Shortest possible valid HTML document?

S

Stewart Gordon

I've just been experimenting with creating the shortest possible HTML
document that passes validation. Here's what I've come up with:

----------
<!DOCTYPE html PUBLIC "-//IETF//DTD HTML 2.0//EN"><title//s
----------

Of course, it's only valid given a character encoding in the HTTP
headers. And the W3C validator's direct input interface happens to
treat there as being one....

Further challenges:

1. Find a browser that renders this correctly!

2. Find the shortest valid code in each version of (X)HTML.

Stewart.
 
M

Michael Winter

I've just been experimenting with creating the shortest possible HTML
document that passes validation.

We've done that before. It was Toby's challenge, and I seem to remember
'winning' (though Jukka picked a few holes). :)
Here's what I've come up with:

It can be shorter. See

Subject: Minimal HTML
Author: Toby Inkster
Date: 2004-11-24 21:56:10
Message-ID: (e-mail address removed)

and the discussion that followed. Note that if you read it though Google
Groups, the post order is slightly messed up.

[snip]
1. Find a browser that renders this correctly!
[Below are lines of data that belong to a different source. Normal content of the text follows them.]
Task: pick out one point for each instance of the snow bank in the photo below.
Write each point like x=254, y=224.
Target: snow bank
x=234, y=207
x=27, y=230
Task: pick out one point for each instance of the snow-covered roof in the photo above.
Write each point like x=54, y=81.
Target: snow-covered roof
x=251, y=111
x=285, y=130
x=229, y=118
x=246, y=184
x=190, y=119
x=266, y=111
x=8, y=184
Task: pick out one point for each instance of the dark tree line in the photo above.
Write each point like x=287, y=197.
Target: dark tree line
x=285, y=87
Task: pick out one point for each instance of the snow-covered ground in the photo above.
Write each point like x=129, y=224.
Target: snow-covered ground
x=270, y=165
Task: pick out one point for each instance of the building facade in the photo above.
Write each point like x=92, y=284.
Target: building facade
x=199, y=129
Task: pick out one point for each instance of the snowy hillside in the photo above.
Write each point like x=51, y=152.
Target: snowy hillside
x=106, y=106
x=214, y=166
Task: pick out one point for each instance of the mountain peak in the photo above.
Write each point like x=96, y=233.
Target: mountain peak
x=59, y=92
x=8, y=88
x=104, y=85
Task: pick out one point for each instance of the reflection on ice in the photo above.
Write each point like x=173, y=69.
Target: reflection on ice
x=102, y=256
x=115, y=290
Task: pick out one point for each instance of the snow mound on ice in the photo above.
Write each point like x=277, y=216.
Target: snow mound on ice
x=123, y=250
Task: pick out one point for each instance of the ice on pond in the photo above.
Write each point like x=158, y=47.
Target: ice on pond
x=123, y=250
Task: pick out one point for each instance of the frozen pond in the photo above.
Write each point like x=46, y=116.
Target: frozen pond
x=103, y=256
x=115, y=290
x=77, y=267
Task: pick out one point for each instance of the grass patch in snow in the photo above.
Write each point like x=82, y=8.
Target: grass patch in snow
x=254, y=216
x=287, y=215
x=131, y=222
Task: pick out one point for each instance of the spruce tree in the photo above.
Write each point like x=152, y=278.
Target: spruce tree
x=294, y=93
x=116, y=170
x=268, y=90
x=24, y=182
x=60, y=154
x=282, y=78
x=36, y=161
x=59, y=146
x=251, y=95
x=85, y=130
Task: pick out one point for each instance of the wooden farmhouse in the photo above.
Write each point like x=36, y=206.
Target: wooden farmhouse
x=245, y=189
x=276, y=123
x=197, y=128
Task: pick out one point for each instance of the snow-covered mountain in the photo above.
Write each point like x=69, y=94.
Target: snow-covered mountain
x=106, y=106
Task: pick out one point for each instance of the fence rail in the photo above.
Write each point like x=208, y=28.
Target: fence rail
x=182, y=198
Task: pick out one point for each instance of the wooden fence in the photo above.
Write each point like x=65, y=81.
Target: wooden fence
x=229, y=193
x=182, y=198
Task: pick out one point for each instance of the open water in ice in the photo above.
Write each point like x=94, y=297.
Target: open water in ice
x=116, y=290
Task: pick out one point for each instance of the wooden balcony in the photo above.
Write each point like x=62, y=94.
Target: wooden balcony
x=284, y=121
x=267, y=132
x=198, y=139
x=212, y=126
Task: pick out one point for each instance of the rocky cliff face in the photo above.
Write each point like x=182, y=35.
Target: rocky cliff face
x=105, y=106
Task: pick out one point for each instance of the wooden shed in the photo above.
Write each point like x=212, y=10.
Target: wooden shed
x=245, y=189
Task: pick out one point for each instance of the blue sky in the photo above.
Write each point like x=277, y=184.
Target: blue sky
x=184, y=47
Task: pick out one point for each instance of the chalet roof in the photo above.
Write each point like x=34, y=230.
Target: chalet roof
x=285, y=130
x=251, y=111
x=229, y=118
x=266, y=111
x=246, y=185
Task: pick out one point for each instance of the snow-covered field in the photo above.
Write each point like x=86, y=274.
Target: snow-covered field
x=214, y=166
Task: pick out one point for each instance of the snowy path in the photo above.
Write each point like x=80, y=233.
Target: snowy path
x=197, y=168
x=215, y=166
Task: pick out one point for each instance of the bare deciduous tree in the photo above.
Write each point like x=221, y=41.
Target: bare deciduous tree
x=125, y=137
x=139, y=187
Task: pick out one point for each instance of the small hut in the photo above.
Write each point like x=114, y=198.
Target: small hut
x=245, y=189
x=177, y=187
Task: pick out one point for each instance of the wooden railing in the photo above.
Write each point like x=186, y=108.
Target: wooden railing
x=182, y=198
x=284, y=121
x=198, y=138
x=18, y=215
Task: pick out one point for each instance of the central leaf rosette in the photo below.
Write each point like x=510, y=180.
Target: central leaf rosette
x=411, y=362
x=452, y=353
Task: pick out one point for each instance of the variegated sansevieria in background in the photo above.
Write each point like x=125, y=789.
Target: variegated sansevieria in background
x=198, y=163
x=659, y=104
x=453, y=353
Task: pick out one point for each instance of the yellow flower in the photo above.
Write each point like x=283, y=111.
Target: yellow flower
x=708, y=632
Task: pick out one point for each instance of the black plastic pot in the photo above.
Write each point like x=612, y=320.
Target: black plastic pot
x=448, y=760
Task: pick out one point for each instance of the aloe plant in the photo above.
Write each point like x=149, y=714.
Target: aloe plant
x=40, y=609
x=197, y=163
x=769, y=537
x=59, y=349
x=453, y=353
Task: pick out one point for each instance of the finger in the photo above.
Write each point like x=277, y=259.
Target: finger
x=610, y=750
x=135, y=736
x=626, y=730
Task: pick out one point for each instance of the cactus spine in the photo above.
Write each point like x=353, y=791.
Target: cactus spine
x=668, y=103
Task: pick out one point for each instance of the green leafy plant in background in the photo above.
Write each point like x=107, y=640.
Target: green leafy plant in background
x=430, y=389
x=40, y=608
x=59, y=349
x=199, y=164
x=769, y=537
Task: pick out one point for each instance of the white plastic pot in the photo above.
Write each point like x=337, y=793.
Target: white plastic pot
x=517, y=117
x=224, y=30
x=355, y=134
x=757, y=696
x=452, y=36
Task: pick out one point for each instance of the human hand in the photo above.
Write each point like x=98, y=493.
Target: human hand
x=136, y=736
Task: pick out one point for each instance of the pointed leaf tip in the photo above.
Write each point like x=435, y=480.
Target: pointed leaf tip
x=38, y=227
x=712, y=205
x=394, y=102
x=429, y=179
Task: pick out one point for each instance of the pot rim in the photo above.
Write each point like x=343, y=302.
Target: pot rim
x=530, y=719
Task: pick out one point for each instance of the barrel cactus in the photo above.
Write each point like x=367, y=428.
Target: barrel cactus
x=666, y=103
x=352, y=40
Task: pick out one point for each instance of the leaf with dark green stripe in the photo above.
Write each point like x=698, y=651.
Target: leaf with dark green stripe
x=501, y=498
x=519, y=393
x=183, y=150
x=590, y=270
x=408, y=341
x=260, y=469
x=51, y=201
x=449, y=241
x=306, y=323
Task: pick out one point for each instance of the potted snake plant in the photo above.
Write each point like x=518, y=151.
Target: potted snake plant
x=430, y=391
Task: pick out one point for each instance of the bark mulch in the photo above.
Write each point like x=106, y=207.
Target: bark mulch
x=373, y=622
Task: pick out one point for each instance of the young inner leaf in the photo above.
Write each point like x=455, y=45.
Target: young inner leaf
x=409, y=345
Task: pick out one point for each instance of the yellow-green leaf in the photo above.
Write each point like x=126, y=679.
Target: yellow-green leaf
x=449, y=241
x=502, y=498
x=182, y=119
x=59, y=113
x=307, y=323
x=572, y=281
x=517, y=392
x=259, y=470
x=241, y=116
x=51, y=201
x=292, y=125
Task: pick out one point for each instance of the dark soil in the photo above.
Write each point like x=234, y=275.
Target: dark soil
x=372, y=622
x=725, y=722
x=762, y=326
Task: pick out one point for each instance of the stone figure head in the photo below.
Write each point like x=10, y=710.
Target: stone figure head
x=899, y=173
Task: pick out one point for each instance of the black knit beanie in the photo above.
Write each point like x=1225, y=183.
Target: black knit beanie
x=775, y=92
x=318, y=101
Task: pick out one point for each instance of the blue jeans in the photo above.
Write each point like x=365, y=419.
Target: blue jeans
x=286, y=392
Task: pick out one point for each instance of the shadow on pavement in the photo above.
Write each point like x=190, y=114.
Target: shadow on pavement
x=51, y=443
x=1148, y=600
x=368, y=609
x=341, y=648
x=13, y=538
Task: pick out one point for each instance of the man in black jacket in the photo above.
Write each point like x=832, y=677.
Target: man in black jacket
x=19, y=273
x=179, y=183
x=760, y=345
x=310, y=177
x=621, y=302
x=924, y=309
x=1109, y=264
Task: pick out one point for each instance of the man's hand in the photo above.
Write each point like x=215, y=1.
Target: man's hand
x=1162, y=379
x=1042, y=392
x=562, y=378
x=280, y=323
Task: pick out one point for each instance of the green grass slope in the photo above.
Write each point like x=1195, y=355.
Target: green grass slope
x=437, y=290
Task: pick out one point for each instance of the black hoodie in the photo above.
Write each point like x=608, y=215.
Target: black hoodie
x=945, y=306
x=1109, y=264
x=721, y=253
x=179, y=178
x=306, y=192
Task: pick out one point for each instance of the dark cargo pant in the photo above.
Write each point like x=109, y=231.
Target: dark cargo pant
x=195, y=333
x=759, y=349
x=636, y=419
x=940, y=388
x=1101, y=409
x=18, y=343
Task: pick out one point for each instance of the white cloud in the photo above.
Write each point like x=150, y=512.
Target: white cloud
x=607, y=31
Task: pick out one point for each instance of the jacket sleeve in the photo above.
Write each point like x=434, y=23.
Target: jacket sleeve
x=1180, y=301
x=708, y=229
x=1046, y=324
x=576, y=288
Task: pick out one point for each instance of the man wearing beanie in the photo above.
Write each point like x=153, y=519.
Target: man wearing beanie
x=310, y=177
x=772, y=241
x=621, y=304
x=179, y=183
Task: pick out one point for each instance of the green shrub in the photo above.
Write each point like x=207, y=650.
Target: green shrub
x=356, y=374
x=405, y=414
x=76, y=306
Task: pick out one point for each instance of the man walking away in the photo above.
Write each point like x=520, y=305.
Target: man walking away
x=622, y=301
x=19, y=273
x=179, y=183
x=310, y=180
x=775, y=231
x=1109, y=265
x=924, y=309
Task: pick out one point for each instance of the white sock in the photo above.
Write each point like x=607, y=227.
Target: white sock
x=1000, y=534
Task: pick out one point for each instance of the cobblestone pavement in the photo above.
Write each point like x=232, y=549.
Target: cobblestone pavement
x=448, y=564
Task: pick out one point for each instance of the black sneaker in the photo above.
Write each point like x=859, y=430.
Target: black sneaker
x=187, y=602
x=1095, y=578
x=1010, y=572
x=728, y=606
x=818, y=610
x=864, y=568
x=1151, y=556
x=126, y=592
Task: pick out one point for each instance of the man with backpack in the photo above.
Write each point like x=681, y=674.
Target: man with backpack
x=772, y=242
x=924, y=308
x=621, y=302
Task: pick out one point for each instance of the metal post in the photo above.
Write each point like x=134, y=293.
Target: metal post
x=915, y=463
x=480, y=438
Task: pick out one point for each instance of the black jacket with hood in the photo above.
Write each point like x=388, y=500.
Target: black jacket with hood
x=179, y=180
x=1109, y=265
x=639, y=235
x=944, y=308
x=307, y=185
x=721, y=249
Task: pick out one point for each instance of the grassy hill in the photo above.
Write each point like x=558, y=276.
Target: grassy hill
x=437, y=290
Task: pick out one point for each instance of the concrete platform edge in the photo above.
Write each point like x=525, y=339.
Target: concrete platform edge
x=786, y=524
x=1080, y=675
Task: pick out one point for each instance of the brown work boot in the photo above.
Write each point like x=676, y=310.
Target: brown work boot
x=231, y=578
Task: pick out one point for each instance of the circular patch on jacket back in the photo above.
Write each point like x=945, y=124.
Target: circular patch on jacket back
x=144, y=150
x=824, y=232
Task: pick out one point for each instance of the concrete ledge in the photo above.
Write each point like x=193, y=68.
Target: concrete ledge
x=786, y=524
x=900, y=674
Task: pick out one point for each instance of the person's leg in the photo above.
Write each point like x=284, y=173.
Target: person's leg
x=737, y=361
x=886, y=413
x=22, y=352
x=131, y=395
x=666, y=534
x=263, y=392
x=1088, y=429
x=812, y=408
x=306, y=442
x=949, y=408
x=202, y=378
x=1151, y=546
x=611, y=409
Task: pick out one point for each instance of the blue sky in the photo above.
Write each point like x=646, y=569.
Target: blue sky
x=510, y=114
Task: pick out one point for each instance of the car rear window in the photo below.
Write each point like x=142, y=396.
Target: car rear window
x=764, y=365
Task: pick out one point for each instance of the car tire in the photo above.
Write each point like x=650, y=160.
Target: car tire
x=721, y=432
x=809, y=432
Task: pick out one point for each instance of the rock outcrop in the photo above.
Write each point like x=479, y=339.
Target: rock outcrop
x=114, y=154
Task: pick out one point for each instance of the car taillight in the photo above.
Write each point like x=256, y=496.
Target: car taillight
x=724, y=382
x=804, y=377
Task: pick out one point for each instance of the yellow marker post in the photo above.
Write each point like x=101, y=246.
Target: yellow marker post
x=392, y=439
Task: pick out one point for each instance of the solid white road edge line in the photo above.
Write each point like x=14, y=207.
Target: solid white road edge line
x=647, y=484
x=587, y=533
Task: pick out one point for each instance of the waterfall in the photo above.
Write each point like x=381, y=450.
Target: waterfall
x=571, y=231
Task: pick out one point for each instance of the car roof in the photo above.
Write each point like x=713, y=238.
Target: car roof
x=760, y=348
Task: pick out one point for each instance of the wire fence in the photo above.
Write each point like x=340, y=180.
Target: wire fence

None of the major ones do (I mention that in the thread). You'd have to
find a one implementing a proper SGML parser.
2. Find the shortest valid code in each version of (X)HTML.

They'll all be variations on the same theme, just changing the FPI and
coping with required content. For example, in Strict document types,
your 's' (my '.') could be replaced with <p// (HTML) or <p/> (XHTML).

Mike
 
S

Stewart Gordon

Michael said:
It can be shorter. See

Subject: Minimal HTML
Author: Toby Inkster
Date: 2004-11-24 21:56:10
Message-ID: (e-mail address removed)

It's a shame message IDs look exactly like email addresses! NTS
SeaMonkey wanted to address an email to it when I clicked it.
and the discussion that followed. Note that if you read it though Google
Groups, the post order is slightly messed up.
<snip>

Indeed. But for anyone who wants to get at it quickly anyway:

http://tinyurl.com/rz52q

I'd no idea that there was a version of HTML that's just called HTML.
But that discussion has helped me to get down to 49 characters:

<!DOCTYPE HTML SYSTEM"http://eb.cx/2ef"><title//.

Now try and beat that!

Stewart.
 
M

Michael Winter

On 31/05/2006 14:57, Stewart Gordon wrote:

[snip]
<!DOCTYPE HTML SYSTEM"http://eb.cx/2ef"><title//.
^^
The SGML grammar requires at least one white space character between the
'SYSTEM' literal (or public identifier) and the system identifier, so I
don't think that quite qualifies. :p

[73] external identifier (10.1.6, 379:1) =
( ( "SYSTEM"
| ( "PUBLIC",
+ps [65],
public identifier [74] ) ),
?( +ps [65],
system identifier [75] ) )

-- #73 External Identifier, SGML Productions[1]
Now try and beat that!

As far as I know, the system identifier is a URI reference so a relative
reference (such as a single letter) is permissible, but I could very
well be wrong. In the previous discussion, Jukka seemed to imply that an
absolute URL was necessary, but that could have been due to a limitation
of the W3C Validator (which was the required validator for the
challenge). It is based loosely upon James Clark's SP which only
supports the http scheme (or so the documentation says[2]).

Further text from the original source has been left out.